7.          Support in Responding to Requests from Data Subjects

Client is responsible for safeguarding the rights of data subjects. If a data subject contacts steadybit directly, steadybit shall forward this request to Client. However, in light of the nature of the processing, steadybit will, where possible, support the Client, at Client's request and expense, with appropriate measures to comply with its obligation to respond to requests for the exercise of the data subject rights referred to in Chapter III of the GDPR. The respective costs and efforts incurred by steadybit shall be reimbursed by Client.


8.          Assistance in Complying with Client's Obligations

Taking into account the type of processing and the information available to steadybit, steadybit shall, at the Client's request and expense, assist Client in complying with its obligations under Articles 32 to 36 GDPR. steadybit undertakes to forward to Client any enquiries from the data protection supervisory authorities. steadybit shall support Client in the preparation of necessary data protection documentation and in responding to enquiries from data protection supervisory authorities. The respective costs and expenses incurred by steadybit are to be reimbursed by the Client.

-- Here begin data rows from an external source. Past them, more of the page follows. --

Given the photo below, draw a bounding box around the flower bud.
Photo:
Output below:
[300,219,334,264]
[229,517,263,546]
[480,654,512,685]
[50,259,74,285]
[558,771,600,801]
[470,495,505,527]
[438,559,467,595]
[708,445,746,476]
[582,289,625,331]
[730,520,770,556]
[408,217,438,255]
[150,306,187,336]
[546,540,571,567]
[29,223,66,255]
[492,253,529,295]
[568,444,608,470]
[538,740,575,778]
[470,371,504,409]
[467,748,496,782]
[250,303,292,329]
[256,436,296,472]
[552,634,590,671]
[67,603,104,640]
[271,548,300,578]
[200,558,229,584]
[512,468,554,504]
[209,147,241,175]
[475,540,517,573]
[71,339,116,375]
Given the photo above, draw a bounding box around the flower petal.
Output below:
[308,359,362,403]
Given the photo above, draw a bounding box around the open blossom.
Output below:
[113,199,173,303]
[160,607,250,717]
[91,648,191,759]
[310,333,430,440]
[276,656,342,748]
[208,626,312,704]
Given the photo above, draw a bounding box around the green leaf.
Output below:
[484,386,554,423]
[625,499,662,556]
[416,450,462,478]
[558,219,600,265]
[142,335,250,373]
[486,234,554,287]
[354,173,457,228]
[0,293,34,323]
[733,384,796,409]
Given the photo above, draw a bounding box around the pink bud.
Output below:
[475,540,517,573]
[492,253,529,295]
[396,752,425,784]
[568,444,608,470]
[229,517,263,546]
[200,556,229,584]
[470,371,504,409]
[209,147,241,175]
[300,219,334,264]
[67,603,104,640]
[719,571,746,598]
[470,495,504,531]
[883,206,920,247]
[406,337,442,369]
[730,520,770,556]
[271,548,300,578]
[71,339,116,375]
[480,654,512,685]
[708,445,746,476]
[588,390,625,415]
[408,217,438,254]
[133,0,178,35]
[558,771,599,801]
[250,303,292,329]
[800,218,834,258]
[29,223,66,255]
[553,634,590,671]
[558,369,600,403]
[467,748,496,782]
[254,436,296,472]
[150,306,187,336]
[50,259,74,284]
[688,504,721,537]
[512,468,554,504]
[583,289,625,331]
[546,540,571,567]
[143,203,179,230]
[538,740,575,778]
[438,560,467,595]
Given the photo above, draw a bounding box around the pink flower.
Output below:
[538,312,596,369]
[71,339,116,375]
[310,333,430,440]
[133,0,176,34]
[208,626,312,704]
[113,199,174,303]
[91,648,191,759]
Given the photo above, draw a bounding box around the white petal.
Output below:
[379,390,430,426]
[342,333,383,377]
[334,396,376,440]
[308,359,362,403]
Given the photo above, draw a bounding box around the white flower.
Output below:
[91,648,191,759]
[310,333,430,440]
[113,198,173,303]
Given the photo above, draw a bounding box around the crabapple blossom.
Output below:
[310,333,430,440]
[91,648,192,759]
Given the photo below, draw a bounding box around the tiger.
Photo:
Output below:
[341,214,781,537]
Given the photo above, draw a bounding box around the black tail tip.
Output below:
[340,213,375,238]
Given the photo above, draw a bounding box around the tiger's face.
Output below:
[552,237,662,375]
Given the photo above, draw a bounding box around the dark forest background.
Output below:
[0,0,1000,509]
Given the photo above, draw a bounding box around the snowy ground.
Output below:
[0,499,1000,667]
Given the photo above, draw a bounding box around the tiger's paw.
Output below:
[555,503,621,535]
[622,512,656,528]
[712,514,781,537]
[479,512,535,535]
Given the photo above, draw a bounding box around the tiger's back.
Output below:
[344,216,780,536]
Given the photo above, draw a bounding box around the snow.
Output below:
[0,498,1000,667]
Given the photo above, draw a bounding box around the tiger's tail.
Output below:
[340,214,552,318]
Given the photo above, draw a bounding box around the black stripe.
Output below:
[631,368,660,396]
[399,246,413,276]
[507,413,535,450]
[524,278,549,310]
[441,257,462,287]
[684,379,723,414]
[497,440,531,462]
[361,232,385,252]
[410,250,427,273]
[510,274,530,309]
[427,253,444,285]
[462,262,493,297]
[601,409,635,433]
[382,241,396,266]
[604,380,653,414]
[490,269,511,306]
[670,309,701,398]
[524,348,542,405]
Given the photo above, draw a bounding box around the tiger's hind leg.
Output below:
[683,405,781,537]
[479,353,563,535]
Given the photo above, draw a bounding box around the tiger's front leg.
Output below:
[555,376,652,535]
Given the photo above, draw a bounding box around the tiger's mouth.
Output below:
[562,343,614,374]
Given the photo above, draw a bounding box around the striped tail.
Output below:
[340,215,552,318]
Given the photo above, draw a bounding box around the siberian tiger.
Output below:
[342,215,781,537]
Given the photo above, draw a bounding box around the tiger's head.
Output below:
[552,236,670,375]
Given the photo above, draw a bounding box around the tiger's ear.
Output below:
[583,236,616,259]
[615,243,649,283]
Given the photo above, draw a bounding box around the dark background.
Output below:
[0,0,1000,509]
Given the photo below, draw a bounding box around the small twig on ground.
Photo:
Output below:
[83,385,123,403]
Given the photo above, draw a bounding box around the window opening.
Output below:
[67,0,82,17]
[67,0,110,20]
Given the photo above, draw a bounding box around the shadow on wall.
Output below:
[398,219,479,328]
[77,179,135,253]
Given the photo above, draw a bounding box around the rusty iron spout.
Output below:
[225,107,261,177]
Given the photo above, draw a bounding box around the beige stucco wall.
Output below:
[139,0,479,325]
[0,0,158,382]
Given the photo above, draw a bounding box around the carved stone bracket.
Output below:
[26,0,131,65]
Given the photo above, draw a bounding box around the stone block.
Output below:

9.          Deletion or Return

At the end of the term of this DPA, steadybit shall delete or hand over the Client Data to Client, in accordance with Client’s instructions, unless steadybit is under an obligation to store the personal data under EU law or the law of the Member States. The fulfilment of the aforementioned obligation shall be confirmed to the Client in text form upon request. If additional costs are incurred due to the return or deletion of the data, these shall be borne by Client. Insofar as an obligation to store personal data exists under EU law or the law of the Member States, steadybit shall inform the Client thereof, indicating the data or categories of data concerned. Steadybit’s legal storage obligations under German trade and tax laws remain unaffected and are hereby deemed to have been notified to the Client.


10.       Audits

steadybit shall provide Client with all information necessary to demonstrate compliance with the obligations set out in Art. 28 GDPR and shall enable and contribute to audit (including inspections) carried out by Client or another auditor commissioned by Client. Inspections shall be limited to one (1) inspection in a period of twelve months and to a reasonable extent. If, in individual cases, inspections by Client or an auditor commissioned by Client should be necessary, these shall be carried out during steadybit’s normal business hours without disrupting operations, and only subject to prior notification, taking into account a reasonable lead time. steadybit may make the inspection dependent on prior notification with a reasonable lead time and on the signing of a customary confidentiality agreement with regard to the data of other customers, the technical and organisational measures set up and other confidential information of steadybit. If the commissioned auditor is in a competitive relationship with steadybit, steadybit shall have a right of objection. The expenses incurred by steadybit as a result from Client’s audit are to be reimbursed by Client.